Question

How are isosceles and equilateral triangles the same?

Answer 1

Hint: From the question we have been asked that how are the isosceles and equilateral triangles the same. For this question we will use the definition of the isosceles and equilateral triangle and explain the similarity among these both. So, we will proceed with the solution as follows.

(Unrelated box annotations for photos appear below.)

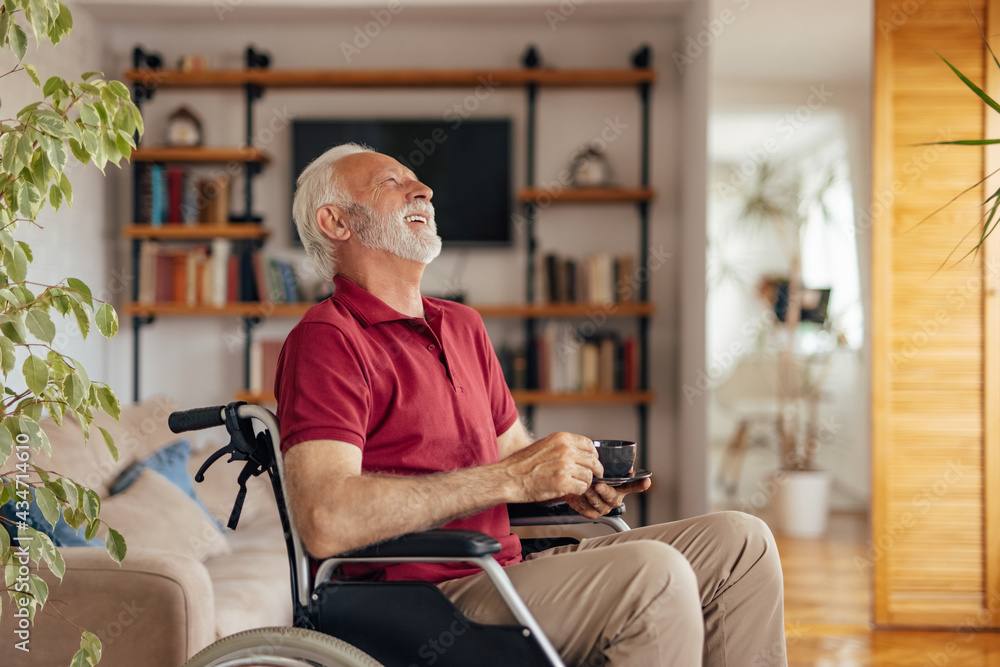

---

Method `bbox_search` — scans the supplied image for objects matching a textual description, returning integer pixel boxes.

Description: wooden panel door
[859,0,1000,628]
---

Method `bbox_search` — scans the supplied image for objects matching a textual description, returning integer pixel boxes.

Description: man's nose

Complete step-by-step answer:
We know that the isosceles triangles are the triangles where among the three sides two sides are equal in length and equilateral triangles are the triangles in which among the three sides all the three sides are equal in length.
So, from this definition of the isosceles and equilateral triangles we can say that these both triangles are not the same.
But, if we understand the definition of the triangles we explained in the above we can conclude that,
Any equilateral triangle (it has all \[3\] equal sides) is isosceles (that requires only \[2\] equal sides), but not all the isosceles triangles are equilateral.
For example, an equilateral triangle of side \[4\] can be an isosceles triangle with two sides as 4. But, an isosceles triangle with two sides as \[4\] cannot be an equilateral triangle with side as \[4\].

Therefore, this is the similarity between the isosceles and equilateral triangle.


Note: Students must have good knowledge in the concept of triangles and their properties. For solving these type of questions students must analyze the definitions very deeply. Students must be aware that “all equilateral can be isosceles but all isosceles need not be equilateral”.